The UN announced on Sunday that Ivo Freijsen, head of the Office for the Coordination of Humanitarian Affairs (OCHA) in Sudan, had been “de facto expelled” after Khartoum refused to renew his stay permit which expires on June 6.
Foreign Minister Ibrahim Ghandour said Freijsen had been “non-cooperative” with Sudanese officials.
“He published reports which Sudanese officials do not agree with,” Ghandour told reporters.
“He published false reports. For example when there were 11,000 people displaced, he reported 100,000 were displaced.
“He even said that Sudan was suffering from famine.”

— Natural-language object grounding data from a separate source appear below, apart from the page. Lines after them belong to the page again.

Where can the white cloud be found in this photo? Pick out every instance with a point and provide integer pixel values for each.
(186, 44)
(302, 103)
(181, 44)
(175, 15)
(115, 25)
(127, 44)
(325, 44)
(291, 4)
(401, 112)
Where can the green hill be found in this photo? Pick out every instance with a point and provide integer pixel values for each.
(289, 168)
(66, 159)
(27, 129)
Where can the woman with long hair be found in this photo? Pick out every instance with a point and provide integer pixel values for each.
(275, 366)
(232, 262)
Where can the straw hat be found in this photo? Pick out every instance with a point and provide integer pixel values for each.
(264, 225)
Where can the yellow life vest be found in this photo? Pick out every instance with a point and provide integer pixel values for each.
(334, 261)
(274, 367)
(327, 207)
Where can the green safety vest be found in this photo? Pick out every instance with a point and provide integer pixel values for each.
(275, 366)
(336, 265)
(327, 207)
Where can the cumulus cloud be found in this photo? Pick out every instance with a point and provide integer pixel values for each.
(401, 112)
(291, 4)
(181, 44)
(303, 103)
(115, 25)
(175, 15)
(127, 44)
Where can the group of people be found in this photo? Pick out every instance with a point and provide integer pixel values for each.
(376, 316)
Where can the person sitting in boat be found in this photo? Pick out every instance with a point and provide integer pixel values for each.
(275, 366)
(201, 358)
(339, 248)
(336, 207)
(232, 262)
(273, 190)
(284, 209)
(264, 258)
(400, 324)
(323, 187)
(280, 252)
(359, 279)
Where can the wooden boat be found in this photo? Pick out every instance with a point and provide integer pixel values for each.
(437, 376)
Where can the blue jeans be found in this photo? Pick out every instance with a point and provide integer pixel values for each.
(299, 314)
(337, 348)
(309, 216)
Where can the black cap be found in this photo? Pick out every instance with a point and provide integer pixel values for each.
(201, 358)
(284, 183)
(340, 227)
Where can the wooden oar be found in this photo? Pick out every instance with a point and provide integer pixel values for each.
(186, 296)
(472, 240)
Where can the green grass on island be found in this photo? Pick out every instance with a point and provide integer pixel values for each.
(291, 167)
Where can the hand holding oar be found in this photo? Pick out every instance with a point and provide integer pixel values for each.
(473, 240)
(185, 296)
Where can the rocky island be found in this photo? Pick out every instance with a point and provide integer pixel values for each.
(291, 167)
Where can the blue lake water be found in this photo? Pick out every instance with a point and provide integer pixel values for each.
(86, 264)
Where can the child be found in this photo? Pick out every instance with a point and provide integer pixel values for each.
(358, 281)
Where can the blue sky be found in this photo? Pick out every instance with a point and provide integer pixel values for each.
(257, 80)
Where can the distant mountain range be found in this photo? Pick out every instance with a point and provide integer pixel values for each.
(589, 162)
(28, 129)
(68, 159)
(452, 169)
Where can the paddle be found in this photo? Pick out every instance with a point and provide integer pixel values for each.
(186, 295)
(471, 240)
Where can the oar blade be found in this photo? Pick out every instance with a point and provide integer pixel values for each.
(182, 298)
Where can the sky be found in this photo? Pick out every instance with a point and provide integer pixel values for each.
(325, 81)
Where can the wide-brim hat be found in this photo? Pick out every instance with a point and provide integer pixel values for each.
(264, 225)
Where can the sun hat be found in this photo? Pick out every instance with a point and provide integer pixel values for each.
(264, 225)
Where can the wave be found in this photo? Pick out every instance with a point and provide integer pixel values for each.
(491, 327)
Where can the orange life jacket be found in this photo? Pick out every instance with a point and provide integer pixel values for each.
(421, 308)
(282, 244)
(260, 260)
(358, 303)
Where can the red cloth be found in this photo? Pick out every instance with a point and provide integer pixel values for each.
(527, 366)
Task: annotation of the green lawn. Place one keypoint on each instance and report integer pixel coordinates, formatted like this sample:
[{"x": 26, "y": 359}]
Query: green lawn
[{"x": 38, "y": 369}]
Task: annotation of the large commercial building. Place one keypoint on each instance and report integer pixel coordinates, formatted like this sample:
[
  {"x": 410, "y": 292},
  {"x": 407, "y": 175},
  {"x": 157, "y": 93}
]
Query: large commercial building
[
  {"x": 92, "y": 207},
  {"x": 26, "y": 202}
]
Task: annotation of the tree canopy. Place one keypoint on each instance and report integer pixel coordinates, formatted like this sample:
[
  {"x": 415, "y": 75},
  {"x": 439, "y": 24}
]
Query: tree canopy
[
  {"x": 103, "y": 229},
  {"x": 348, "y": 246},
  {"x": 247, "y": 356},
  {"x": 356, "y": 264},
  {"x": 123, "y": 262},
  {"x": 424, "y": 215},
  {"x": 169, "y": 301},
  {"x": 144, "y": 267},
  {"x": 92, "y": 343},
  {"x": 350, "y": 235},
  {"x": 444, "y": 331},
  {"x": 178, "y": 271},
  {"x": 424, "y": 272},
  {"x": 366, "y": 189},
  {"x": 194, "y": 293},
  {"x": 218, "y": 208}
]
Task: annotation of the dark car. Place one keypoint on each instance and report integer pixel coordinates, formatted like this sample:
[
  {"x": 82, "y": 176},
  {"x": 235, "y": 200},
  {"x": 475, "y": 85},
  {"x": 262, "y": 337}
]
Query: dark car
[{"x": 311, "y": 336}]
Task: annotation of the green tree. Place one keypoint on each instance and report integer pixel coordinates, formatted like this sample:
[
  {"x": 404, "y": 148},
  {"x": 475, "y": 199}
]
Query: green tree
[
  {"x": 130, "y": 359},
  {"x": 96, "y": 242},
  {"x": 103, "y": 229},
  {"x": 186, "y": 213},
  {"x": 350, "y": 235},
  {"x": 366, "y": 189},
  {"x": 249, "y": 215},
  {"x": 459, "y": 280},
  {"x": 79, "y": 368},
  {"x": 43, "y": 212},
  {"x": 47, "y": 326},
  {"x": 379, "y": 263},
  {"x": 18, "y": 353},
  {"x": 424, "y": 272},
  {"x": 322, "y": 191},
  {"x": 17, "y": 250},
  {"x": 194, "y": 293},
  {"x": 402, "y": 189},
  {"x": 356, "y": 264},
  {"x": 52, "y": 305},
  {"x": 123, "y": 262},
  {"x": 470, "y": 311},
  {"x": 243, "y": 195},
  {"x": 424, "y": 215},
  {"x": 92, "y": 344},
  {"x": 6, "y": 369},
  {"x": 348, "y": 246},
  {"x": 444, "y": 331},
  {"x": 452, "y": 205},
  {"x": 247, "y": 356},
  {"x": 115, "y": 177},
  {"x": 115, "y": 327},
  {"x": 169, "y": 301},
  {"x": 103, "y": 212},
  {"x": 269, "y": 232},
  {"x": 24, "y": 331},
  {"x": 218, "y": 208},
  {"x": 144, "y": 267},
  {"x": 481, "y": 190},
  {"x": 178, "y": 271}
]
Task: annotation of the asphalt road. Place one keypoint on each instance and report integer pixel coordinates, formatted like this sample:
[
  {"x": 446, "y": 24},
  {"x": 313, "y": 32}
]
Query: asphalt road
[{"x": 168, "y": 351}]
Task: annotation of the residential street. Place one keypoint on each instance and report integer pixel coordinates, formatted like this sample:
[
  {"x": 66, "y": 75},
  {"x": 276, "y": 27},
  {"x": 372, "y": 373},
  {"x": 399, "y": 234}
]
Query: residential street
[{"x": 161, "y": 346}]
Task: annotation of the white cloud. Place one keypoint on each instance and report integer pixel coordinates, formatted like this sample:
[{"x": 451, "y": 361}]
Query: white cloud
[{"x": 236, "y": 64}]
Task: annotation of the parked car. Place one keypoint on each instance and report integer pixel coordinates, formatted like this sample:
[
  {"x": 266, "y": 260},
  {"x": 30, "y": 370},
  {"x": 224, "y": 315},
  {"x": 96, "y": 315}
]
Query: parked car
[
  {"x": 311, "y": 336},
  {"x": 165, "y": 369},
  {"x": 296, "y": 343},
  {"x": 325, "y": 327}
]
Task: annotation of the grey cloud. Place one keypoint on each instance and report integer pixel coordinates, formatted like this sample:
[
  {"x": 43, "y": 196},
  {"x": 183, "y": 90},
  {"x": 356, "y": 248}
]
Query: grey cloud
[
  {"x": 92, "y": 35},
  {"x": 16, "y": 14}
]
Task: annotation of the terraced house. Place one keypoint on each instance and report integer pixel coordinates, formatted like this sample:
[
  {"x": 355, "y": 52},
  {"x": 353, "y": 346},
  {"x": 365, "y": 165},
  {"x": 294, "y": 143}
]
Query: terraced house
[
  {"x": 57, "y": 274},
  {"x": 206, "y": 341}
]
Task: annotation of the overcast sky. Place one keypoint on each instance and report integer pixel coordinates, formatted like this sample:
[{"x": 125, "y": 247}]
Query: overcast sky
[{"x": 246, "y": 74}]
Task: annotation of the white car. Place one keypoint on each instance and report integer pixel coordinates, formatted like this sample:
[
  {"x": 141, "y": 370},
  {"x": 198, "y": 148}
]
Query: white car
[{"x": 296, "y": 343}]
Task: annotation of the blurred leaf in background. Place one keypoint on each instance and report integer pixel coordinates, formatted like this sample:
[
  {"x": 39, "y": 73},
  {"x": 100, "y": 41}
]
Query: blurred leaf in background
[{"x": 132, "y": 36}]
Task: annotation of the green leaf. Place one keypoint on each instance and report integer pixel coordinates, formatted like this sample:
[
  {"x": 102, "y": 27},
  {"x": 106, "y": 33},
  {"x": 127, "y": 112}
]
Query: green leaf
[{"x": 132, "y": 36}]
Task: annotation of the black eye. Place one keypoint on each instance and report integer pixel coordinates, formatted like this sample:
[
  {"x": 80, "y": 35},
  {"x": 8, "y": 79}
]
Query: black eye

Ghandour did not elaborate or refer to the areas involving the displaced people.
OCHA regularly reports on the humanitarian situation in war-torn areas of Sudan such as Darfur, where a conflict since 2003 has left tens of thousands of people dead and about 2.5 million displaced, according to UN figures.
In its latest weekly bulletin it said that meeting humanitarian needs of tens of thousands newly displaced from an upsurge in fighting in the mountainous Jebel Marra region this year was becoming “difficult” amid low levels of funding.
OCHA also monitors South Sudanese refugees who flee to Sudan from war and food shortages in their country.
The United Nations said it had submitted a request on April 10 for a 12-month extension of Freijsen’s stay permit in Sudan.
But Ghandour said Sudan had previously regularly renewed Freijsen’s permit since he arrived in 2014.
“This man had come to Sudan in January 2014, saying that he was going to be only an acting head of OCHA,” the minister said.
“And the foreign ministry kept renewing his permit until June 2016.”
When asked about Ghandour’s remarks about Freijsen, OCHA told AFP it had “consistently” communicated his title to Khartoum in all its documents.
It said the organisation “gathers, analyses and shares reliable data from humanitarian partners, including governments, on humanitarian needs and response”.
OCHA also denied it had reported about a famine in Sudan.
Freijsen, who is Dutch, is the fourth senior UN official who has been forced to leave Sudan in the past two years, the UN said.
His departure comes in addition to the “forced closure of international NGO Tearfund in December 2015 and the de facto expulsion of three international NGO country representatives in recent months”, the UN said.